Sometime soon when I’m not in a car, I’d like to re-listen to Ian Firth’s “Bridges should be beautiful.” He talks about how bridges should be safe and well-constructed (that’s their function, after all) but that they should be elegant and a pleasure to look at. Isn’t that interesting? As someone who teaches art to children, I really felt that resonate with me. I love for things to be beautiful as well as functional. I’d like to hear it again (and watch it this time) because apparently he has some incredible images to go along with his talk.
Which brings me to a caveat…
Do not listen, watch, AND drive!
We do not text and drive or generally, talk and drive with our cell phones. And these TEDTalks all have images. But I do not watch them while I drive. (Which probably enabled me to get thru the construction zone the last time without incident or injury to myself or my car! Not to mention others on the road.) I put my phone somewhere that I can’t easily see the screen (like on the storage compartment between my front seat and passenger seat) or actually in the passenger seat.
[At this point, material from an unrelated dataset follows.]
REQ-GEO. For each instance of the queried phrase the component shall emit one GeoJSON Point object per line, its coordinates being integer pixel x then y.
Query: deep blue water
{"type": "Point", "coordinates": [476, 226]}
If you’re really tempted you could just push play on your phone then place it in the back seat. You might miss some of the content. But the main focus (the cake) is generally the talks. The images or video are just the icing.
I’m sure I don’t need to say this to any of my readers. But if you want to see the images in the TEDTalk, don’t watch them when you’re driving. Do that while you’re on your stationary bike or just listening at home. Be safe. And wise. You are precious and important; don’t do anything that would keep you from being an excellent defensive driver!
But if you’re looking for fascinating content that you can squeeze into those odd moments that we have here and there, check out TED Talks! I’m definitely looking forward to diving into some more amazing talks!
2 thoughts on “Have you checked out TED Talks?”
I will have to bookmark these. I have listened to a lot of TED talks that are just wonderful!